Here are some tests that they can do to detect the stage of leukaemia:
After the physical test, where the doctor will try to look for swollen glands, anaemia and other symptoms, a blood test would be recommended.
- Blood test: It is more accurate than a physical examination. This will help the doctor to determine any abnormal growth of WBCs indicating leukaemia.
- Bone marrow test: In this test, the doctors take a sample of the bone marrow from the hip using a long needle.
Treatment Of Neonatal Leukemia
The treatment for neonatal leukaemia includes intensive multi-agent chemotherapy. Your infant will need age-related dose adjustments along with supportive care.
Stem cell transplant is another possible treatment. This is also a common procedure to cure cancer. In this treatment, doctors replace the diseased bone marrow with a healthy one.
Neonatal leukemia is a rare disorder with a bleak prognosis but there is still some hope.

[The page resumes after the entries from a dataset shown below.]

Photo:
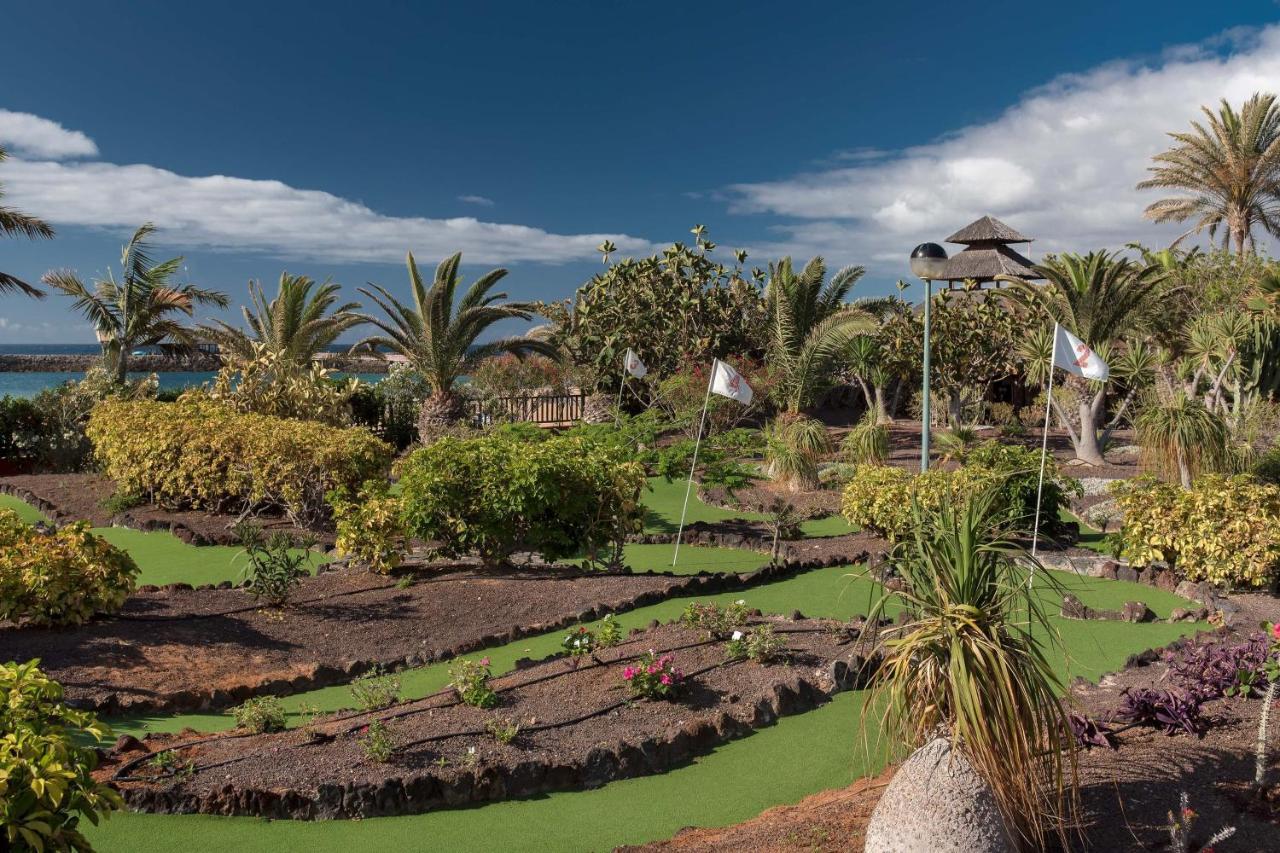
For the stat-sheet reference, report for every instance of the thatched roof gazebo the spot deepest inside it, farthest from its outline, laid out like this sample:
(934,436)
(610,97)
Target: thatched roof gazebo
(987,254)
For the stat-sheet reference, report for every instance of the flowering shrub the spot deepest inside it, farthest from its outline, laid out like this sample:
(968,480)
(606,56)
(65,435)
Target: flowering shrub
(760,644)
(496,496)
(580,642)
(470,680)
(201,455)
(713,619)
(653,676)
(369,527)
(46,765)
(1225,530)
(59,578)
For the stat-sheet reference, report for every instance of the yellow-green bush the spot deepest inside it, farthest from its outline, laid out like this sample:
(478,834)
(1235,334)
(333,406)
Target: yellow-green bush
(199,454)
(59,578)
(46,765)
(878,497)
(1225,529)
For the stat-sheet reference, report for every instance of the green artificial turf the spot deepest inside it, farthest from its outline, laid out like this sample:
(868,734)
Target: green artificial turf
(799,756)
(666,500)
(163,557)
(24,510)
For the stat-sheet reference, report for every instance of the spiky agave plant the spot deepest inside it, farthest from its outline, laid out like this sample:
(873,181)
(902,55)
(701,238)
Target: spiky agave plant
(792,448)
(970,661)
(1183,437)
(867,442)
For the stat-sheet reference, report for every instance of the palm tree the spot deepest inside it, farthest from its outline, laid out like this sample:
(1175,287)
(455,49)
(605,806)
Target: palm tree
(439,340)
(1102,299)
(298,323)
(810,327)
(14,223)
(1232,168)
(1183,436)
(138,309)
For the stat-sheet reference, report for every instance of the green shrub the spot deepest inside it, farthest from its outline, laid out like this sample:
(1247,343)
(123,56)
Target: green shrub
(369,527)
(375,690)
(201,455)
(260,714)
(59,578)
(1225,529)
(865,442)
(46,765)
(494,497)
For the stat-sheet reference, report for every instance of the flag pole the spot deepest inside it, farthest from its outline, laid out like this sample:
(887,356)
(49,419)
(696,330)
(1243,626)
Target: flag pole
(1048,402)
(698,442)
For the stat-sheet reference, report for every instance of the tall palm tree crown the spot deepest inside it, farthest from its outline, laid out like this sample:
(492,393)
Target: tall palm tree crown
(438,338)
(1102,299)
(810,325)
(138,309)
(298,323)
(1232,168)
(14,223)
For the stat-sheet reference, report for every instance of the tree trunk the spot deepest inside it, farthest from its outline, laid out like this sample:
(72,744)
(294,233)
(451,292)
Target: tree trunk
(1087,443)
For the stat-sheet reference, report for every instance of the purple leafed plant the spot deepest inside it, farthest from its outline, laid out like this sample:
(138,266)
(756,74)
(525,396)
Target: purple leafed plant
(1091,733)
(1170,710)
(1214,670)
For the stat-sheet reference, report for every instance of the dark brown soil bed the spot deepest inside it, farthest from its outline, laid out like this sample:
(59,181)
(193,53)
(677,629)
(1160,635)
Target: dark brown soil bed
(182,649)
(831,821)
(80,497)
(579,728)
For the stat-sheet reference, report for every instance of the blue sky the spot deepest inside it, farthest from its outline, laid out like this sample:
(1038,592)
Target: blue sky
(329,138)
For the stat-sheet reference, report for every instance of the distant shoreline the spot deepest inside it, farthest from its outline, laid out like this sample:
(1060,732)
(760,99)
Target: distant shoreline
(199,363)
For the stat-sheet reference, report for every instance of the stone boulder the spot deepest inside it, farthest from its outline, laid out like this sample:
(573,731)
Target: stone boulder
(937,803)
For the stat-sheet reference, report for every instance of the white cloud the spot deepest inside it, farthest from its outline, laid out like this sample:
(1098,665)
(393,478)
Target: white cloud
(227,213)
(1059,165)
(39,137)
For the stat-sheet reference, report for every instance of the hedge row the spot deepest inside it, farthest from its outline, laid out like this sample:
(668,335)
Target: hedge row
(201,455)
(496,496)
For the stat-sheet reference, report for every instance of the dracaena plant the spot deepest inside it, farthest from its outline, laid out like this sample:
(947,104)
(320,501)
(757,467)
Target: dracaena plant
(970,661)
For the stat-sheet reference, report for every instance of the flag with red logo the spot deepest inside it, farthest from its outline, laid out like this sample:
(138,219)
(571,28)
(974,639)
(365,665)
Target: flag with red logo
(730,383)
(634,365)
(1075,356)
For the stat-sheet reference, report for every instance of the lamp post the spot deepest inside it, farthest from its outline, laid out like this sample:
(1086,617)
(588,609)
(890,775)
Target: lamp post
(928,261)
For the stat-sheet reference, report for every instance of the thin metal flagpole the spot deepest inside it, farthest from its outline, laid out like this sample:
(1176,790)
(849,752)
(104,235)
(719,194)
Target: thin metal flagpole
(1048,402)
(698,442)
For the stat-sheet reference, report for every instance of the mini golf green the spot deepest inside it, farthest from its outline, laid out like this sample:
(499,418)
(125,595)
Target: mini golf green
(799,756)
(163,557)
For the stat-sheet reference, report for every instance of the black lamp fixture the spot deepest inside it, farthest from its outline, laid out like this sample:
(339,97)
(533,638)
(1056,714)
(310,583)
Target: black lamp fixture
(928,261)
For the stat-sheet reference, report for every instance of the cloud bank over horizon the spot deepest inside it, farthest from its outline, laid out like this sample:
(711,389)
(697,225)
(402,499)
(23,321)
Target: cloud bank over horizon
(1059,165)
(50,174)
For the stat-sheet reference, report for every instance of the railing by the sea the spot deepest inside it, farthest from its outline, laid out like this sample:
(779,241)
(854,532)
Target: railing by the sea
(544,410)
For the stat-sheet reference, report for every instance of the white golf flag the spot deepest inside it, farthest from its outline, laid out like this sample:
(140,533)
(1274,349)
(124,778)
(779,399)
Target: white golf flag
(1075,356)
(730,383)
(634,365)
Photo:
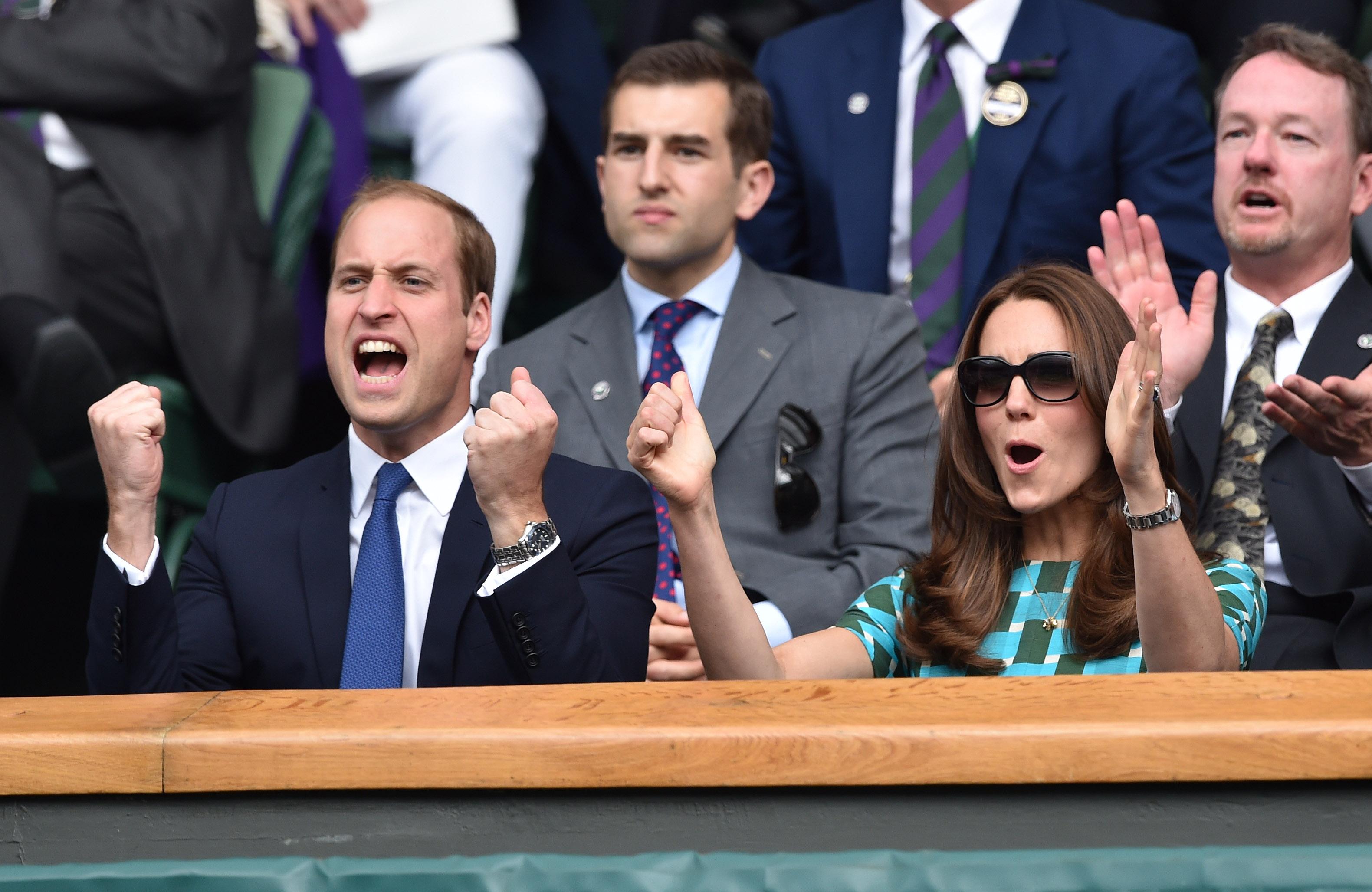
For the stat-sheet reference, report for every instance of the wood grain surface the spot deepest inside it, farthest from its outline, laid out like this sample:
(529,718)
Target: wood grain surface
(88,744)
(895,732)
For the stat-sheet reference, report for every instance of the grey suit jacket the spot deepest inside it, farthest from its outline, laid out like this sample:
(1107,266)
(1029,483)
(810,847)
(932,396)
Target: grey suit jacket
(854,360)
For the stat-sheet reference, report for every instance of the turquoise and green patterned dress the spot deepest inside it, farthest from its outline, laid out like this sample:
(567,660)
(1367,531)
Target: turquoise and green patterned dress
(1020,637)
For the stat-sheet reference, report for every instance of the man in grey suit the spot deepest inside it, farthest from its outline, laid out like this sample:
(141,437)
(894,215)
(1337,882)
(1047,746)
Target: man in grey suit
(770,359)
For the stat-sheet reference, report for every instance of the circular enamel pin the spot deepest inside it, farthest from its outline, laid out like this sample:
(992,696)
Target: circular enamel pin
(1005,103)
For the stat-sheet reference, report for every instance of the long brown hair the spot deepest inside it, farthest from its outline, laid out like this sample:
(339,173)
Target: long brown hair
(977,537)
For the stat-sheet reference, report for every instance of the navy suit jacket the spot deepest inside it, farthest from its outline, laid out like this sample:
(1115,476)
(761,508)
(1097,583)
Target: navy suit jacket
(264,590)
(1121,118)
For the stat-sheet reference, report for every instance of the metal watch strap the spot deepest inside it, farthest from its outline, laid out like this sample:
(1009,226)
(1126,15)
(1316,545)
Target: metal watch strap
(538,537)
(1169,512)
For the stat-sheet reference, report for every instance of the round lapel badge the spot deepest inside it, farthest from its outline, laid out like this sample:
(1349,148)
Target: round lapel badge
(1005,103)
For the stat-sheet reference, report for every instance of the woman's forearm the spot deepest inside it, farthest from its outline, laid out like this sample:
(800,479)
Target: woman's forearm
(1180,620)
(729,636)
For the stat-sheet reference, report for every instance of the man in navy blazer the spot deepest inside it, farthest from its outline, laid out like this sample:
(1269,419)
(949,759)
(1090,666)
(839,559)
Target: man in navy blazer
(1113,110)
(433,547)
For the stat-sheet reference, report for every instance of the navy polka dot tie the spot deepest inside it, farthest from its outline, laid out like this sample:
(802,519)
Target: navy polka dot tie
(664,363)
(374,654)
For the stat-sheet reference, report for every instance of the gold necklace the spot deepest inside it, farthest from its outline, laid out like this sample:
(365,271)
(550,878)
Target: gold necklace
(1049,625)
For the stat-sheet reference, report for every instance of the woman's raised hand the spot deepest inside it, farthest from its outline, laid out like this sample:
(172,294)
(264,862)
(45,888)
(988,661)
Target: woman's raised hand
(670,445)
(1129,415)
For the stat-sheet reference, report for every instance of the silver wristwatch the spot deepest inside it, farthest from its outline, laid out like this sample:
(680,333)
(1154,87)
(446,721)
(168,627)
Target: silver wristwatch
(1172,511)
(538,537)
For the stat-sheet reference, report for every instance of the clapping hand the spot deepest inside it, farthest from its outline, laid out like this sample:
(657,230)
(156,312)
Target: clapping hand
(669,444)
(1333,418)
(1134,268)
(1129,418)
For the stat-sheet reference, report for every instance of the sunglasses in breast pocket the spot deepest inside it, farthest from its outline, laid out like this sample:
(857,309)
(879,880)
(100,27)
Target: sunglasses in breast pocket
(795,495)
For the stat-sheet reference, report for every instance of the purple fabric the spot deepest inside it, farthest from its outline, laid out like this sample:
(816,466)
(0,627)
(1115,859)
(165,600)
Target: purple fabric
(339,99)
(663,363)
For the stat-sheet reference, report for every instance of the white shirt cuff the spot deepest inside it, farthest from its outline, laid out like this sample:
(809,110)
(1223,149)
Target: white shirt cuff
(132,574)
(774,623)
(1171,415)
(1362,481)
(496,578)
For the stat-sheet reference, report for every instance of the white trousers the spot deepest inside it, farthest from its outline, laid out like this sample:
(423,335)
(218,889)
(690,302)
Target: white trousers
(475,118)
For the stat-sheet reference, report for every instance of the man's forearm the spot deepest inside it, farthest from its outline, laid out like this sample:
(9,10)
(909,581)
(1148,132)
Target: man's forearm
(132,530)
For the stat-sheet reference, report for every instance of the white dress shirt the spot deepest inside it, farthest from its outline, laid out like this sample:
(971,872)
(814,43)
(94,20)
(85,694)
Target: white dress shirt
(984,26)
(695,345)
(422,510)
(1244,309)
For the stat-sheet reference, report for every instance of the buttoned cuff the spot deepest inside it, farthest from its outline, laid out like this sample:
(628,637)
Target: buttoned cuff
(1171,415)
(1362,481)
(774,622)
(496,578)
(132,574)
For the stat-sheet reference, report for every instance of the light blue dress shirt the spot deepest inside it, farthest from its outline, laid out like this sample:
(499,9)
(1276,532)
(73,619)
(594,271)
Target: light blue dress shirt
(696,346)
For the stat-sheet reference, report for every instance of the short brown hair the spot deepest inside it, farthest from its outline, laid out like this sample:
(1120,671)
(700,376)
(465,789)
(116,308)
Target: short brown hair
(1319,54)
(475,249)
(688,62)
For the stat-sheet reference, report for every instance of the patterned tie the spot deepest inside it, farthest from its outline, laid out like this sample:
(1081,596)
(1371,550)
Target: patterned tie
(664,363)
(942,162)
(1237,516)
(374,654)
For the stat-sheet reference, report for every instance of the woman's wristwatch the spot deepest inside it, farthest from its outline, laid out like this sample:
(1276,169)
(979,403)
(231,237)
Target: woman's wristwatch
(538,537)
(1172,511)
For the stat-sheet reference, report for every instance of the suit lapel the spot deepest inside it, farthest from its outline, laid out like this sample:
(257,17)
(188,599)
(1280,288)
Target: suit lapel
(750,349)
(462,561)
(1334,349)
(1002,151)
(603,352)
(324,563)
(1202,410)
(863,148)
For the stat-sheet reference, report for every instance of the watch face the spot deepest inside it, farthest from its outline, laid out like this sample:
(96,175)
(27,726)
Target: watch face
(541,537)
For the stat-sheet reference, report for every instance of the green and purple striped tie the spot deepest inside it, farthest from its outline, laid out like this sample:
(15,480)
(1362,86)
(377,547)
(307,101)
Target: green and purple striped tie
(940,168)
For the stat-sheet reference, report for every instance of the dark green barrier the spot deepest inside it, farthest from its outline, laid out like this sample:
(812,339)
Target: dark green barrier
(1068,870)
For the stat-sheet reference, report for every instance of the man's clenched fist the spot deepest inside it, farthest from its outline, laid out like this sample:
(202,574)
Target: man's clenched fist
(507,451)
(128,427)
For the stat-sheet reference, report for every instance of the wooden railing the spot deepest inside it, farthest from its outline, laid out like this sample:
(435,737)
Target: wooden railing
(979,731)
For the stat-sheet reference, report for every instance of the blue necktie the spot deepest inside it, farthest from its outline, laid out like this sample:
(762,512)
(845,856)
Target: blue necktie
(664,363)
(374,654)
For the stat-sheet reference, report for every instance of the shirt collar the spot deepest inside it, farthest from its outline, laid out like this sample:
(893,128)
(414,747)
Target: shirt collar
(712,293)
(437,467)
(1246,308)
(984,25)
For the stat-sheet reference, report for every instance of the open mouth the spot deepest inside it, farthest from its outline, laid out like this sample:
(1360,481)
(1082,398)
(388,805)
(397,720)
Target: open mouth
(1023,457)
(1257,198)
(379,361)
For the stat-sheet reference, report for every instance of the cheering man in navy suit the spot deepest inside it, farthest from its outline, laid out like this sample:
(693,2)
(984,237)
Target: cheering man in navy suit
(942,143)
(433,547)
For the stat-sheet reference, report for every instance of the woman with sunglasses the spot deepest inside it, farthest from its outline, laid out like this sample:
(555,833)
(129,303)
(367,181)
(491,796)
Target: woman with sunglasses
(1057,537)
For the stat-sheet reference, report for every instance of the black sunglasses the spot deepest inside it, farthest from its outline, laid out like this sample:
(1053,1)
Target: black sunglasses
(795,493)
(1050,377)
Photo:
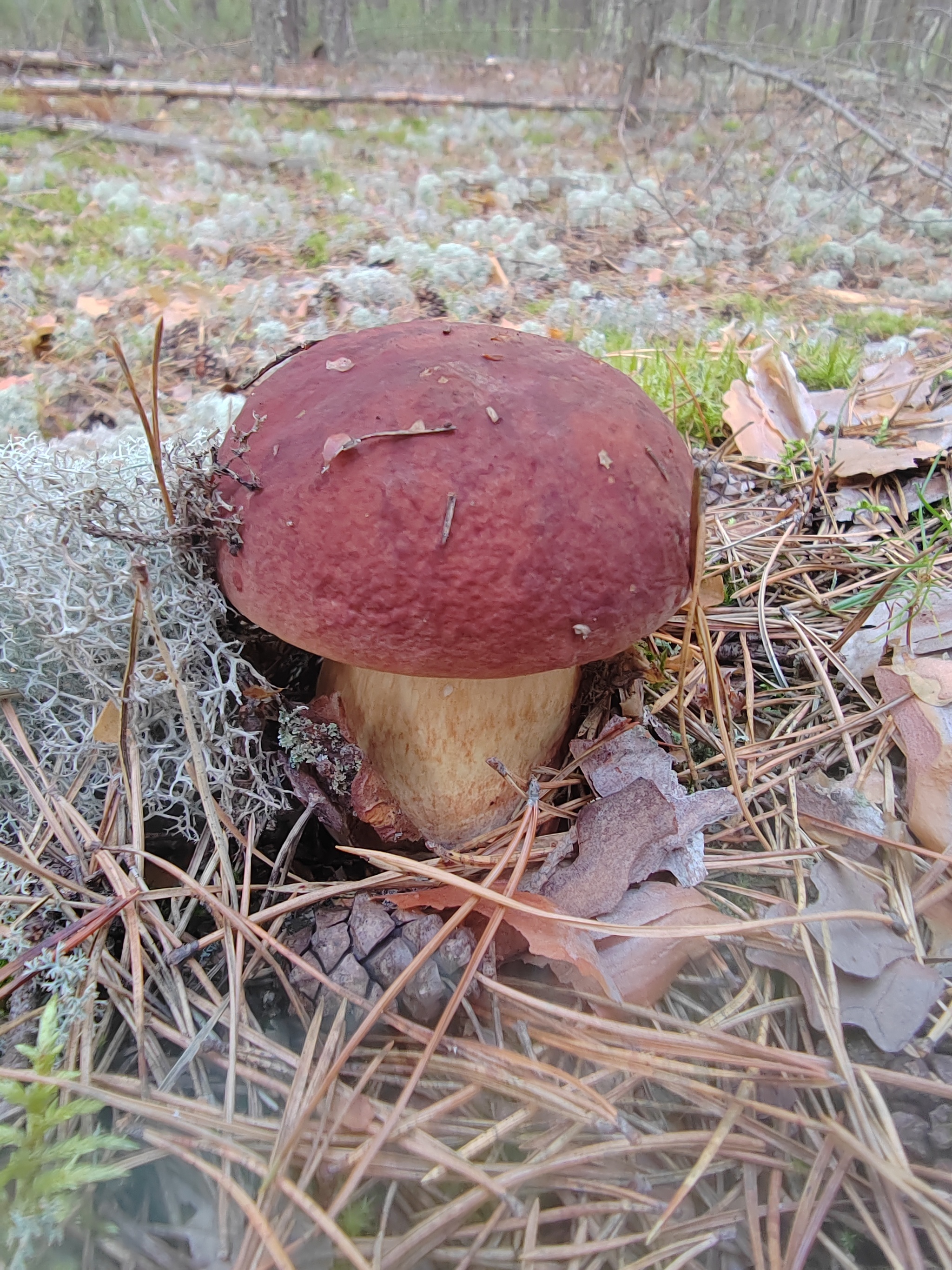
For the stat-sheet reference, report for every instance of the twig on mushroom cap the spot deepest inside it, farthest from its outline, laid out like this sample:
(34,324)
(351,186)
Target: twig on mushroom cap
(342,441)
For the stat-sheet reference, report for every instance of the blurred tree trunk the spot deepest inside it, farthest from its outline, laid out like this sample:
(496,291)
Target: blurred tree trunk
(522,26)
(337,30)
(291,28)
(91,20)
(644,22)
(267,31)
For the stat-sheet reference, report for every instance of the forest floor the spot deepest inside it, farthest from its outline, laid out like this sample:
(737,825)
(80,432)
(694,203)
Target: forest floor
(775,1097)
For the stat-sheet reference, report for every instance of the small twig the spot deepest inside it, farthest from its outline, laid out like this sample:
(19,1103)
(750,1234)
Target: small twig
(447,520)
(152,430)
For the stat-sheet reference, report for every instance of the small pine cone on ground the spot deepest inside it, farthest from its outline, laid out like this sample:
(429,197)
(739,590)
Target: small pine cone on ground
(366,945)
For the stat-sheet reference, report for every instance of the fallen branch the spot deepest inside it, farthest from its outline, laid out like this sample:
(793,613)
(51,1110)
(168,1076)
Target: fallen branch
(54,61)
(819,94)
(174,89)
(13,121)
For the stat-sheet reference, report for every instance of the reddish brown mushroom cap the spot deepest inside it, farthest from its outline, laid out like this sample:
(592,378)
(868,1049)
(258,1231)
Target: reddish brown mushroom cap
(568,519)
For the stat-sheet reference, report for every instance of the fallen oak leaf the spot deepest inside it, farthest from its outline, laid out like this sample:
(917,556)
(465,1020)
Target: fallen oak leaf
(890,1009)
(926,736)
(840,803)
(855,456)
(859,948)
(570,953)
(930,678)
(336,445)
(630,755)
(771,409)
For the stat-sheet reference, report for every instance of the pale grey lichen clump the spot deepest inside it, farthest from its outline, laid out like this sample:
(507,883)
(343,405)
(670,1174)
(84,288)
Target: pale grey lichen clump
(72,521)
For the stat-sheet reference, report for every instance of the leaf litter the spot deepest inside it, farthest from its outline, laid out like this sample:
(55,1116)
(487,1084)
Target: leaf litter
(718,1051)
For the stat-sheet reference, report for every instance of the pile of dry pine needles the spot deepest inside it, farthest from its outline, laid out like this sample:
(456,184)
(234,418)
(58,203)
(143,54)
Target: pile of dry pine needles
(713,1130)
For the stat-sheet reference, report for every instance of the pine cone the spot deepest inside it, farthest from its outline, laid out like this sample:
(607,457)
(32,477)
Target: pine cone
(366,945)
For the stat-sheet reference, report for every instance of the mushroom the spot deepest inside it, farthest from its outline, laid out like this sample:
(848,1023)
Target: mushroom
(456,517)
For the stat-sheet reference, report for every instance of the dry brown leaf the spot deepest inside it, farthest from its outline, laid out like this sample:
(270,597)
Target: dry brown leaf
(374,805)
(753,432)
(570,953)
(939,918)
(358,1110)
(853,456)
(828,407)
(840,803)
(926,734)
(711,591)
(644,970)
(93,306)
(336,445)
(107,725)
(634,755)
(862,949)
(890,1009)
(885,386)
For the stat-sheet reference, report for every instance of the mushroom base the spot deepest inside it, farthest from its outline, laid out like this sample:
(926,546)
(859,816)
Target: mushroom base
(430,739)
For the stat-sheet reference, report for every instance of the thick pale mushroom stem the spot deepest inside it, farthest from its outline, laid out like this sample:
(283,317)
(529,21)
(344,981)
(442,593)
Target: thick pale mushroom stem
(430,739)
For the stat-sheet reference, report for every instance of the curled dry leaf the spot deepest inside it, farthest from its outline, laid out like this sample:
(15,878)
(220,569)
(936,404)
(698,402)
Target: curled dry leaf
(771,409)
(630,756)
(855,456)
(926,736)
(939,918)
(711,591)
(930,678)
(619,836)
(880,984)
(841,805)
(570,953)
(864,949)
(372,803)
(644,970)
(890,1009)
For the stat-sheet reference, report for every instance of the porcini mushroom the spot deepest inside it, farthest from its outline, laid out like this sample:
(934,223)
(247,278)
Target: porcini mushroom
(456,517)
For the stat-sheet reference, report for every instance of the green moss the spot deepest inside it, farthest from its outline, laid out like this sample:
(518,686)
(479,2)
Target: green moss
(451,205)
(315,249)
(879,324)
(688,384)
(360,1218)
(804,252)
(827,364)
(333,182)
(753,309)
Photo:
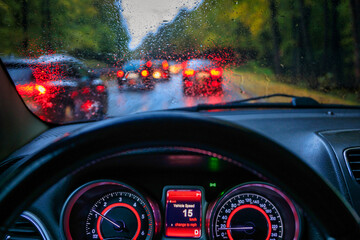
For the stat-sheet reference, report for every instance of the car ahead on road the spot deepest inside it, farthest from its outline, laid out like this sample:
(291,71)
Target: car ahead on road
(159,69)
(201,76)
(135,75)
(49,99)
(90,96)
(53,91)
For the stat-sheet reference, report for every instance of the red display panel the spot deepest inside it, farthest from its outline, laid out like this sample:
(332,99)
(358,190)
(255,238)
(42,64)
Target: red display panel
(183,213)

Any hematologic abnormalities that can arise due to complications from chemotherapy can increase the risk of a haemorrhage. So surgical intervention can be recommended in this case.
However, surgeons will need to exercise extreme caution when considering craniotomy (a surgical operation, where the bone flap is temporarily removed from the skull to reach the brain).
When leukaemia may be present later in infancy, the signs and symptoms are often less specific and they can include low-grade fever, lethargy, bleeding diathesis, diarrhoea, or failure to thrive.
Chemotherapy can help cure neonatal leukemia. But there is a high risk of relapse and treatment in infants and toddlers when compared to older children.
However, don’t let it dishearten you. There are advancements happening every year and there is a sliver of hope for young toddlers suffering from this disease.